The Orpheus suffered casualties of one midshipman killed and nine men wounded in the engagement, as opposed to twenty-one men killed and sixty wounded aboard her opponent. Although he had began the engagement with only one hundred and ninety-four men and boys, Newcome’s significant inferiority in numbers to the four hundred souls aboard the Duguay-Trouin was negated by the fact that the latter had a great deal of sickness aboard, carried many passengers, and was desperately short of provisions and water. Great credit could therefore be afforded the Frenchman for holding out so long against a seasoned opponent, and with a defeat inevitable given the proximity of the Orpheus’ consorts.

Such was the condition of the heaving sea that it was only with difficulty that the Duguay-Trouin could be boarded and prisoners taken off.

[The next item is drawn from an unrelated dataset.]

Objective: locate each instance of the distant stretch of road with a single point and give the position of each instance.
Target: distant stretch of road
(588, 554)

Once the privations of her passengers and crew were discovered Captain Newcome humanely sought out the nearest anchorage he could find where provisions might be available. Arriving at Mahé in the Seychelles, he found a French settlement which proved little willing to assist, thereby placing him under the necessity of summoning and taking possession, which was effected on 17 May by Lieutenant William Goate. Three hundred prisoners were landed to take on water and vegetables, of whom one hundred and forty took the opportunity to flee into the woods and sixty were too sick or wounded to be re-embarked. Happily, Captain Tréhouart was able to recover from his wounds.

Before leaving the Seychelles on 1 June the brig Olivette was captured and a vessel carrying four hundred slaves from Mozambique was run down by the Resistance. On the afternoon of the 18th the squadron anchored with their prizes in the Madras Roads, whereupon Newcome wrote to the governor of the Isle de France seeking the release of an equivalent number of British prisoners for those he had released at Mahé.

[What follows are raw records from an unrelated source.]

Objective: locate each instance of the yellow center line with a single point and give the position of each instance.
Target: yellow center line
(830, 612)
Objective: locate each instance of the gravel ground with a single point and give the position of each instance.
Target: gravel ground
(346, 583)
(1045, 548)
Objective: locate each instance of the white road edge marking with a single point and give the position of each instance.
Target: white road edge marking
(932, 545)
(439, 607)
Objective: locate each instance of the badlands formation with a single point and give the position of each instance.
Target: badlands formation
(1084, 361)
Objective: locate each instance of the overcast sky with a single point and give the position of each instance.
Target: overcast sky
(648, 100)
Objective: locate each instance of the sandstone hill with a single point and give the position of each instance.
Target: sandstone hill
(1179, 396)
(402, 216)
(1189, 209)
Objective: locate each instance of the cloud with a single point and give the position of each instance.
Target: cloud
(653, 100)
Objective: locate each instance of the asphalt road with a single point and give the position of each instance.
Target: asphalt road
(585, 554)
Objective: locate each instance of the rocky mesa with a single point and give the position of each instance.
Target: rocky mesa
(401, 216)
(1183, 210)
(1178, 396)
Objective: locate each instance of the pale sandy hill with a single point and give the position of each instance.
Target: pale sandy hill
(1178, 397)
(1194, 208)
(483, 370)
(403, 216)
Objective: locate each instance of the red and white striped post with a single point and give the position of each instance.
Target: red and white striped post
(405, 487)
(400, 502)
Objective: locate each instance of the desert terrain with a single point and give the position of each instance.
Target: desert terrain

Captain Newcome’s victorious dispatch dated 25 July reached the Admiralty on 7 January 1795, and to celebrate their achievement the Orpheus’ first lieutenant, John Broughton, was promoted commander. In due course he would reach flag rank, but sadly Captain Newcome was not so fortunate, as he died in Madras in 1797. The Orpheus under the command of Captain Thomas Briggs would be lost on a coral reef near Jamaica ten years later whilst in company with another vessel that was able to take her crew off, and the Duguay-Trouin, which had suffered a great deal of damage to her bowsprit and knees, was bought back into the merchant service before in 1799 she again fall into French hands when a privateer captured her off Sumatra.